Single-cell sequencing technology is a highly effective and innovative tool to decipher molecular maps based on single cells, which has an increasingly extensive application and promising prospect in cancer research [31]. In our study, we analyzed cellular and genetic differences between LCC and RCC using single- cell sequencing. In addition, we constructed a macrophage-based prognostic model for CC patients based on single-cell sequencing data. WGCNA was used to further screen out four TAM-associated prognostic genes related to CRC prognosis, namely FCGR2A, CXCR4, DUSP1 and RGS2. These genes were utilized to build our prognostic model. Our study also analyzed the infiltration of immune cells, and we found that some differentially expressed genes in patient macrophages were significantly associated with survival. ROC curve showed that the area under AUC at 1, 3 and 5 years were 0.641, 0.613 and 0.619 respectively.

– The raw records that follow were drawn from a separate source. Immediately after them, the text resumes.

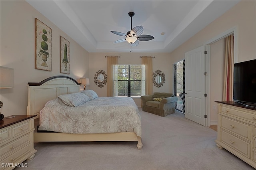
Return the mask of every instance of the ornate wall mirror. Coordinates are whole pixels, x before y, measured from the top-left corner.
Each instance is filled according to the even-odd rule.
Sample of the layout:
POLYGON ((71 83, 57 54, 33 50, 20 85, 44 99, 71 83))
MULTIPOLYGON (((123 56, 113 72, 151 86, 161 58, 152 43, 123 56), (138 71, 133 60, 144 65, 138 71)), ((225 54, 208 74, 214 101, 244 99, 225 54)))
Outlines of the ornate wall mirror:
POLYGON ((100 70, 94 75, 94 83, 98 87, 101 88, 106 85, 107 83, 107 75, 103 70, 100 70))
POLYGON ((157 70, 155 73, 153 73, 153 83, 154 86, 157 87, 160 87, 163 85, 165 81, 165 77, 164 73, 161 70, 157 70))

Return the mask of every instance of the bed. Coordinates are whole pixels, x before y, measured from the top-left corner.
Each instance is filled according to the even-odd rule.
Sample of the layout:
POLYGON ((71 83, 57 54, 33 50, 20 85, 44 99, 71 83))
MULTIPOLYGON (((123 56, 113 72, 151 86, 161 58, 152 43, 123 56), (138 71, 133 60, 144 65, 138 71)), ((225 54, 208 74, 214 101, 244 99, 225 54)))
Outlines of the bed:
MULTIPOLYGON (((54 76, 39 83, 28 83, 28 84, 27 114, 36 115, 35 127, 39 125, 39 129, 44 130, 44 132, 40 132, 41 130, 37 129, 35 130, 34 142, 135 141, 138 141, 137 148, 140 149, 142 148, 140 117, 138 107, 131 98, 98 97, 92 99, 91 96, 89 96, 90 98, 89 101, 75 107, 70 107, 65 105, 66 103, 65 103, 65 101, 62 100, 63 99, 60 99, 61 97, 86 94, 86 93, 80 92, 80 83, 73 78, 66 76, 54 76), (61 101, 64 101, 64 104, 60 102, 61 101), (114 105, 114 103, 116 104, 114 105), (127 106, 128 103, 129 106, 127 106), (45 113, 48 112, 47 109, 53 110, 50 108, 54 105, 54 107, 56 106, 62 108, 62 111, 67 111, 67 113, 59 111, 57 115, 61 115, 61 118, 53 119, 50 114, 48 115, 45 113), (83 110, 83 107, 88 110, 86 111, 81 111, 83 110), (116 111, 118 107, 122 108, 122 112, 116 111), (75 114, 74 113, 74 111, 75 114), (128 119, 132 120, 131 122, 133 123, 131 126, 134 126, 133 127, 126 128, 125 127, 128 127, 128 125, 120 125, 120 123, 126 121, 120 117, 121 116, 119 115, 122 114, 124 116, 126 115, 128 119), (62 126, 62 128, 66 127, 66 128, 60 128, 61 125, 55 125, 54 121, 52 121, 56 119, 57 120, 57 122, 61 121, 62 119, 74 121, 74 119, 77 119, 74 115, 77 115, 78 116, 77 117, 79 118, 74 121, 76 123, 76 127, 67 123, 66 125, 68 126, 62 126), (90 117, 90 115, 93 116, 90 117), (97 118, 96 116, 99 115, 100 116, 97 118), (40 116, 42 117, 39 121, 40 116), (68 119, 66 119, 67 116, 68 119), (83 117, 87 118, 86 119, 88 122, 84 123, 82 121, 80 120, 83 117), (139 121, 138 120, 137 117, 139 117, 139 121), (45 118, 46 119, 44 119, 45 118), (48 125, 47 120, 50 120, 48 121, 52 122, 50 122, 51 124, 46 126, 44 125, 44 127, 43 124, 48 125), (107 122, 110 124, 108 124, 107 122), (39 125, 41 124, 42 125, 39 125), (119 126, 116 125, 118 124, 119 126), (84 129, 81 128, 81 127, 87 127, 90 124, 95 126, 84 129), (86 125, 86 126, 83 126, 83 125, 86 125), (57 129, 54 128, 53 130, 52 129, 48 128, 48 126, 55 126, 57 129), (58 130, 57 129, 58 128, 58 130), (67 131, 67 130, 71 130, 71 131, 67 131)), ((83 92, 86 92, 84 91, 83 92)), ((82 96, 82 97, 84 97, 82 96)), ((56 115, 56 112, 58 112, 58 111, 55 111, 53 114, 54 115, 56 115)))

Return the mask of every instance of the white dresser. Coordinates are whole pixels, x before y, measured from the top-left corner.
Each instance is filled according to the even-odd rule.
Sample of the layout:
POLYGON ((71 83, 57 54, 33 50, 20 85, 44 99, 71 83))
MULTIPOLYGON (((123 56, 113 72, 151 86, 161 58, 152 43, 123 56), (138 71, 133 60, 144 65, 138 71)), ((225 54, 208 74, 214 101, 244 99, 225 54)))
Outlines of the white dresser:
POLYGON ((34 117, 36 115, 17 115, 1 121, 0 129, 1 170, 26 167, 22 164, 35 156, 34 148, 34 117))
POLYGON ((217 146, 256 168, 256 109, 233 101, 215 102, 218 104, 217 146))

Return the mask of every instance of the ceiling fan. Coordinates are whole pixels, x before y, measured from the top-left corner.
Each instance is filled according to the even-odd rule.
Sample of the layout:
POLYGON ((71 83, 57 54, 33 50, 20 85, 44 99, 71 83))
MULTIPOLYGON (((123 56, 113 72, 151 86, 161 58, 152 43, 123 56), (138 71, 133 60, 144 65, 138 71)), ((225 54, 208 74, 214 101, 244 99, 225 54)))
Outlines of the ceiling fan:
POLYGON ((139 44, 139 41, 138 40, 143 41, 149 41, 155 38, 153 36, 149 35, 141 35, 143 32, 144 30, 143 27, 142 26, 137 26, 132 29, 132 18, 134 15, 134 13, 130 12, 128 13, 128 15, 131 17, 131 30, 127 32, 126 34, 116 31, 110 31, 111 32, 115 34, 126 37, 125 38, 116 41, 114 42, 114 43, 117 43, 126 41, 132 45, 136 46, 139 44))

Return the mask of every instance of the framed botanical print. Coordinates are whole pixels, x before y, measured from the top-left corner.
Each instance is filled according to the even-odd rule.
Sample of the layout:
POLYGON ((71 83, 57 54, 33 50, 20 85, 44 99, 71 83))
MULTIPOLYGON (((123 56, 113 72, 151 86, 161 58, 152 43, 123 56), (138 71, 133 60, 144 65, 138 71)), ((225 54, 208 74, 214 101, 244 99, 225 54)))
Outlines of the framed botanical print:
POLYGON ((60 73, 70 73, 69 42, 60 36, 60 73))
POLYGON ((52 29, 35 18, 35 69, 52 71, 52 29))

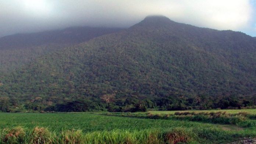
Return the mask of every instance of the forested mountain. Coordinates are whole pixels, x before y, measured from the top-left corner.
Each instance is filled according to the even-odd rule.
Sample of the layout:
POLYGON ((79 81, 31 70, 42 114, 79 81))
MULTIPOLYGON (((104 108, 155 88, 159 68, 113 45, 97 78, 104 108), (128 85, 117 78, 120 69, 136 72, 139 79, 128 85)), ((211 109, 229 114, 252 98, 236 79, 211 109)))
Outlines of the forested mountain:
POLYGON ((93 38, 117 32, 117 28, 77 27, 0 38, 0 73, 6 73, 37 57, 93 38))
POLYGON ((0 96, 38 111, 239 108, 256 105, 256 55, 243 33, 148 17, 2 77, 0 96))

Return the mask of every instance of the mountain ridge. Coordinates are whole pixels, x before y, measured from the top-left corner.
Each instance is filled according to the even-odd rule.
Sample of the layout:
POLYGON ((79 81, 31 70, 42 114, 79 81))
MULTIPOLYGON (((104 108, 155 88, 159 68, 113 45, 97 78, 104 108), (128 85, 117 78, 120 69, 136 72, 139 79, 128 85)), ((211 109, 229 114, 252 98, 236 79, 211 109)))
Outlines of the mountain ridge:
POLYGON ((58 104, 77 100, 118 111, 138 103, 166 110, 256 105, 253 37, 145 19, 42 56, 3 78, 0 94, 57 111, 58 104), (114 95, 111 105, 103 100, 114 95), (39 97, 41 103, 35 100, 39 97))

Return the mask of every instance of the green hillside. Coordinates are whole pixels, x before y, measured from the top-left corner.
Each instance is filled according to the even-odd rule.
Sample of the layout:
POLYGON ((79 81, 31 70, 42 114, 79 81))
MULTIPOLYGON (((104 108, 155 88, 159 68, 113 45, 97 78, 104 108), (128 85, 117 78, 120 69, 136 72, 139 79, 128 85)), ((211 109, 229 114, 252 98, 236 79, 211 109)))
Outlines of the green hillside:
POLYGON ((243 33, 149 17, 2 76, 0 98, 37 111, 252 106, 256 55, 256 40, 243 33))
POLYGON ((121 29, 87 26, 71 27, 1 37, 0 73, 8 73, 41 55, 54 50, 72 46, 121 29))

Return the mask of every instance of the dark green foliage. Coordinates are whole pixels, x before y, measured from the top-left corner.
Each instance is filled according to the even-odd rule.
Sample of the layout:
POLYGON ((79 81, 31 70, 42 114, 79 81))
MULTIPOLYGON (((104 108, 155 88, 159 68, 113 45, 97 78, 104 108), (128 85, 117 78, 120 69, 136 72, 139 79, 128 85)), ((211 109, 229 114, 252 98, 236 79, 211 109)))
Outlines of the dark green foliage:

Analyses of age, sex, grade, stage, and risk score were conducted using both univariate and multivariate methods to assess the model's prognostic independence. The findings indicated that the risk score stands out as a significant prognostic element. The calibration curves were utilized to appraise the model's performance, further corroborating its dependability. Prior research, including single-cell RNA sequencing, has illustrated that macrophage diversity increases in inflammatory contexts like cancer[32]. The advancement of CRC is frequently linked to a systemic inflammatory reaction, which involves the release of inflammatory mediators into the bloodstream. These mediators contribute to tumor growth and dissemination via various pathways, such as enhancing tumor cell proliferation and conditioning premetastatic sites to support further metastasis[33–34].

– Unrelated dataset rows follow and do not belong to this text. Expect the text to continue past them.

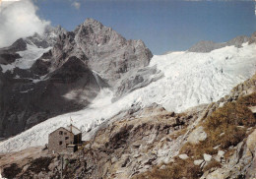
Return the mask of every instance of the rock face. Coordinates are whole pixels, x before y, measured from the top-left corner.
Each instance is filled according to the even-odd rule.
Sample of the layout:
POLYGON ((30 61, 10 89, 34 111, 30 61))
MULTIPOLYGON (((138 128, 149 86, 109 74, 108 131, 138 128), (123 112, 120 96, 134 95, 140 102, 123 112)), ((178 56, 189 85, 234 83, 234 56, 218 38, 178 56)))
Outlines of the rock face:
POLYGON ((151 58, 143 41, 126 40, 93 19, 74 31, 47 27, 42 36, 35 33, 17 40, 0 49, 0 138, 80 110, 102 88, 111 88, 121 96, 149 85, 156 80, 150 75, 160 73, 156 68, 141 70, 151 58), (28 65, 30 60, 32 63, 28 65), (145 82, 135 80, 121 89, 136 73, 145 74, 145 82))
MULTIPOLYGON (((217 115, 215 111, 220 107, 241 100, 248 106, 253 105, 255 98, 248 102, 246 97, 255 92, 256 76, 234 88, 220 101, 181 114, 167 112, 158 104, 146 108, 134 104, 130 110, 122 111, 100 125, 79 152, 64 155, 64 178, 255 178, 256 118, 252 119, 253 127, 236 126, 238 131, 245 130, 244 135, 233 136, 233 139, 239 138, 237 143, 224 140, 224 135, 230 134, 223 131, 228 127, 219 126, 217 130, 224 135, 218 133, 214 141, 211 136, 202 135, 209 134, 209 128, 202 126, 212 115, 217 115), (190 144, 188 139, 196 134, 203 136, 203 140, 190 144), (221 145, 216 147, 217 144, 208 146, 217 141, 229 146, 225 149, 221 145)), ((240 117, 244 119, 246 115, 242 113, 240 117)), ((61 157, 58 154, 45 156, 42 153, 36 159, 25 155, 24 159, 15 158, 13 162, 7 161, 9 157, 9 154, 0 157, 0 163, 5 164, 2 166, 4 177, 13 176, 12 169, 18 178, 60 175, 61 157), (43 171, 38 169, 42 167, 38 161, 44 161, 43 171)))
POLYGON ((111 87, 118 87, 119 80, 146 67, 153 55, 142 40, 126 40, 112 29, 87 19, 74 31, 59 35, 52 49, 51 67, 58 68, 70 56, 85 61, 111 87))

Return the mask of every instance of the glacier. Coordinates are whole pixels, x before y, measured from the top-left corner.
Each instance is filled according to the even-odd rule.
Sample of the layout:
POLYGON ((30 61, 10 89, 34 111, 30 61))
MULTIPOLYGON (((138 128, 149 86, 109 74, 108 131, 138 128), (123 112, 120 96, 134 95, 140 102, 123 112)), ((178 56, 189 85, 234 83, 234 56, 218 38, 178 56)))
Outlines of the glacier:
POLYGON ((256 45, 244 43, 241 48, 226 46, 209 53, 180 51, 155 55, 150 63, 150 67, 153 66, 164 77, 115 102, 111 102, 114 91, 101 89, 89 107, 50 118, 1 142, 0 152, 47 144, 48 134, 69 125, 70 117, 73 125, 83 131, 83 140, 90 140, 92 131, 134 103, 145 107, 156 102, 168 111, 182 112, 216 101, 256 72, 256 45))

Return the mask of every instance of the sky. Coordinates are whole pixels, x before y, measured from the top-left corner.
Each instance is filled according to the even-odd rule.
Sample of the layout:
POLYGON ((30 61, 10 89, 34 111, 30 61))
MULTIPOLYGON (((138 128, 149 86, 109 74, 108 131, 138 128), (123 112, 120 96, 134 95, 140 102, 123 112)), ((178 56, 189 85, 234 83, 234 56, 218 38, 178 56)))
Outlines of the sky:
POLYGON ((50 23, 73 30, 87 18, 94 18, 127 39, 142 39, 154 54, 186 50, 200 40, 223 42, 256 31, 254 1, 33 0, 31 3, 36 6, 34 16, 42 26, 50 23))

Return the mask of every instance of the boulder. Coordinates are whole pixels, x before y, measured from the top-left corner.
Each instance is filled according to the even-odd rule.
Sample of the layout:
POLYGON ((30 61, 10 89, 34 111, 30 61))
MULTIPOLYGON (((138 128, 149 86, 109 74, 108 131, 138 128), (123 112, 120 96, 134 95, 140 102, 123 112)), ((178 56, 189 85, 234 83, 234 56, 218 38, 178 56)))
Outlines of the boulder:
POLYGON ((196 128, 189 135, 187 141, 193 145, 199 144, 199 142, 205 141, 207 139, 207 134, 204 131, 203 126, 196 128))

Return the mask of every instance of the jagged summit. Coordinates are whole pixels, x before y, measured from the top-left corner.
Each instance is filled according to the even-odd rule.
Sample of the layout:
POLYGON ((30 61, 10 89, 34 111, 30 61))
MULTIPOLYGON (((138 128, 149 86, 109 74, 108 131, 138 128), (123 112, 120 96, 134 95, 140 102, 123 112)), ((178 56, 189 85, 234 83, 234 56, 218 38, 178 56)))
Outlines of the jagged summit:
POLYGON ((87 107, 102 88, 119 90, 153 56, 143 41, 126 40, 94 19, 74 31, 47 27, 9 48, 15 51, 0 50, 0 137, 87 107))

A survival analysis focusing on immune checkpoints was conducted, revealing that certain checkpoints, including YTHDF1, PVR, and LDHA, are overexpressed in the C3 group, suggesting potential novel targets for immunotherapeutic interventions. The expression levels of immune checkpoint genes like CD80, CTLA4, ICOS, IFNG, JAK2, LAG3, and TNFRF9 vary among patients, with increased expression being associated with improved survival outcomes. Notably, CD80, a costimulatory molecule, is recognized as a highly effective factor for enhancing immune cell activity and curbing the advancement of cancer[35].

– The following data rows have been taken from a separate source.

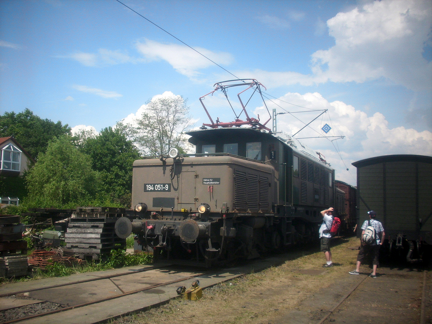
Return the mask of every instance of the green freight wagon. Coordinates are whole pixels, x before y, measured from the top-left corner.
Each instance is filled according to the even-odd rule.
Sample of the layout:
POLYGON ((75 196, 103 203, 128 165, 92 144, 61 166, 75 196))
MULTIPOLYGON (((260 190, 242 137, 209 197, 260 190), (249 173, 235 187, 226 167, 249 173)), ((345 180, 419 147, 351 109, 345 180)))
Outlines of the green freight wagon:
POLYGON ((387 155, 354 162, 357 168, 357 235, 375 210, 391 251, 408 261, 432 245, 432 157, 387 155))

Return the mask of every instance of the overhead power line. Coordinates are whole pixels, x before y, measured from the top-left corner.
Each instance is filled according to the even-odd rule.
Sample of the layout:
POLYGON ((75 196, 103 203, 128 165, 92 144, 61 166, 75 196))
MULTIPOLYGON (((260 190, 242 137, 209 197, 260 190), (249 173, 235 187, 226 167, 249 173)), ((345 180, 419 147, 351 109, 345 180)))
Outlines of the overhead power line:
POLYGON ((152 22, 151 20, 149 20, 149 19, 147 19, 145 17, 144 17, 142 15, 141 15, 140 13, 137 13, 136 11, 135 11, 133 9, 132 9, 131 8, 130 8, 130 7, 127 6, 126 6, 126 5, 124 4, 124 3, 123 3, 121 2, 121 1, 119 1, 119 0, 116 0, 116 1, 117 1, 119 3, 121 3, 121 4, 123 5, 123 6, 125 6, 126 8, 128 8, 128 9, 130 9, 132 11, 133 11, 134 13, 136 13, 137 15, 140 16, 141 17, 142 17, 143 18, 144 18, 144 19, 145 19, 146 20, 147 20, 149 22, 150 22, 150 23, 151 23, 152 24, 153 24, 154 25, 155 25, 158 28, 159 28, 159 29, 162 29, 164 32, 165 32, 167 34, 168 34, 168 35, 170 35, 170 36, 174 37, 176 39, 177 39, 178 41, 179 42, 180 42, 182 44, 184 44, 187 46, 187 47, 188 47, 189 48, 190 48, 191 49, 193 50, 195 52, 196 52, 198 54, 199 54, 200 55, 201 55, 202 56, 203 56, 204 57, 205 57, 206 58, 207 60, 208 60, 209 61, 210 61, 210 62, 211 62, 212 63, 213 63, 213 64, 216 64, 218 67, 220 67, 221 69, 222 69, 222 70, 224 70, 225 71, 226 71, 228 73, 229 73, 230 74, 231 74, 231 75, 232 75, 233 76, 234 76, 234 77, 237 78, 237 79, 240 79, 240 78, 239 78, 238 76, 237 76, 234 75, 232 73, 231 73, 230 72, 229 72, 229 71, 228 71, 228 70, 226 70, 226 69, 225 69, 225 68, 222 67, 221 67, 220 65, 219 65, 219 64, 218 64, 217 63, 216 63, 214 61, 212 60, 211 60, 210 58, 209 58, 208 57, 207 57, 205 55, 204 55, 202 53, 200 53, 199 51, 197 51, 197 50, 196 50, 194 48, 191 47, 191 46, 190 46, 189 45, 188 45, 184 41, 182 41, 181 39, 179 39, 177 37, 176 37, 175 36, 174 36, 174 35, 173 35, 171 33, 169 33, 168 32, 166 31, 166 30, 165 30, 165 29, 164 29, 163 28, 162 28, 162 27, 161 27, 160 26, 159 26, 158 25, 156 25, 154 22, 152 22))

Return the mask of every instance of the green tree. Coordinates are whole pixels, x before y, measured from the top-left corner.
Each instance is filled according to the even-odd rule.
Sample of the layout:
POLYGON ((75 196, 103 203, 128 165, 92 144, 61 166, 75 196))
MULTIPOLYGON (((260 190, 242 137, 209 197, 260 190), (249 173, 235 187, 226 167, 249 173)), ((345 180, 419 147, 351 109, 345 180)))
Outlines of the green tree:
POLYGON ((146 104, 131 133, 134 142, 150 155, 167 154, 172 147, 181 148, 186 141, 183 133, 192 125, 186 100, 172 95, 154 98, 146 104))
POLYGON ((84 139, 78 139, 77 145, 92 158, 92 168, 99 172, 105 191, 113 202, 129 206, 132 164, 140 157, 138 149, 121 128, 108 127, 96 136, 83 133, 81 135, 84 139))
POLYGON ((74 208, 86 206, 98 198, 99 175, 92 160, 64 135, 50 141, 26 178, 29 207, 74 208))
POLYGON ((50 140, 70 134, 70 127, 67 124, 42 119, 27 108, 18 114, 6 112, 0 116, 0 137, 13 136, 35 159, 46 150, 50 140))

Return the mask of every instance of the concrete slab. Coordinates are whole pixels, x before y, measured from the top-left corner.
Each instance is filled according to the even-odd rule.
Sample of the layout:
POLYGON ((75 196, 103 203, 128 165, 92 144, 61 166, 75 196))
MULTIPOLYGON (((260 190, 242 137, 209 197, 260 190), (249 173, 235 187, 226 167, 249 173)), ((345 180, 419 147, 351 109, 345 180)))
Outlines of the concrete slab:
POLYGON ((13 308, 14 307, 19 307, 20 306, 40 303, 43 301, 43 300, 35 300, 34 299, 20 299, 17 298, 1 297, 0 298, 0 311, 4 311, 9 308, 13 308))
POLYGON ((77 273, 64 277, 46 278, 38 280, 29 280, 29 281, 22 281, 19 283, 8 283, 6 285, 3 285, 0 286, 0 295, 14 292, 17 291, 26 291, 32 289, 49 287, 55 285, 61 285, 66 283, 81 281, 92 278, 95 278, 98 277, 103 276, 104 276, 118 274, 128 272, 132 272, 145 270, 147 268, 154 267, 155 266, 157 267, 158 266, 156 264, 133 266, 104 271, 93 271, 92 272, 86 272, 83 273, 77 273))
MULTIPOLYGON (((144 310, 149 307, 154 307, 166 302, 169 299, 178 295, 176 289, 179 286, 184 286, 189 288, 197 279, 200 280, 200 286, 205 288, 242 276, 245 273, 260 271, 280 262, 280 258, 270 258, 265 260, 257 260, 253 264, 247 264, 219 271, 213 270, 212 271, 212 274, 203 275, 196 278, 188 279, 163 287, 20 323, 27 324, 93 324, 113 317, 144 310)), ((146 275, 149 271, 145 273, 146 275)), ((173 276, 171 277, 170 276, 170 277, 175 280, 174 278, 176 277, 176 274, 173 273, 171 275, 173 276)), ((127 284, 129 284, 129 283, 128 283, 127 284)), ((152 284, 154 285, 155 283, 152 283, 152 284)), ((204 293, 205 293, 205 292, 204 293)))

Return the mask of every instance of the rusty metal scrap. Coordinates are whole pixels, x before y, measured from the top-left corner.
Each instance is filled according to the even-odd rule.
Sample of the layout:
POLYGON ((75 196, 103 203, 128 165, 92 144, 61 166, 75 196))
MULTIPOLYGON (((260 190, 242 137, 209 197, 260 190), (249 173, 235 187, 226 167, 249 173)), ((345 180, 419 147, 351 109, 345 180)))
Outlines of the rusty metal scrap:
POLYGON ((29 257, 29 264, 44 270, 47 266, 52 265, 54 263, 61 263, 66 267, 81 265, 85 263, 85 261, 75 257, 62 256, 60 255, 60 250, 52 251, 37 250, 29 257))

While our research has yielded novel single-cell insights, it is not without its constraints. The absence of immunohistochemical assays and additional verification for model genes is a notable gap in this study. It is imperative that future studies are multi-centric to substantiate our findings. Moreover, due to restrictions in threshold determination and methodological constraints, a comprehensive analysis of all sequenced genes was not feasible, potentially impacting the effective screening and identification of macrophage-related genes. The sample size used in this study is relatively limited, which may affect the model's accuracy. The AUC for 1, 3, and 5 years was 0.641, 0.613, and 0.619, respectively, suggesting that there is a need to either increase the sample size or utilize multiple testing sets to further validate the model.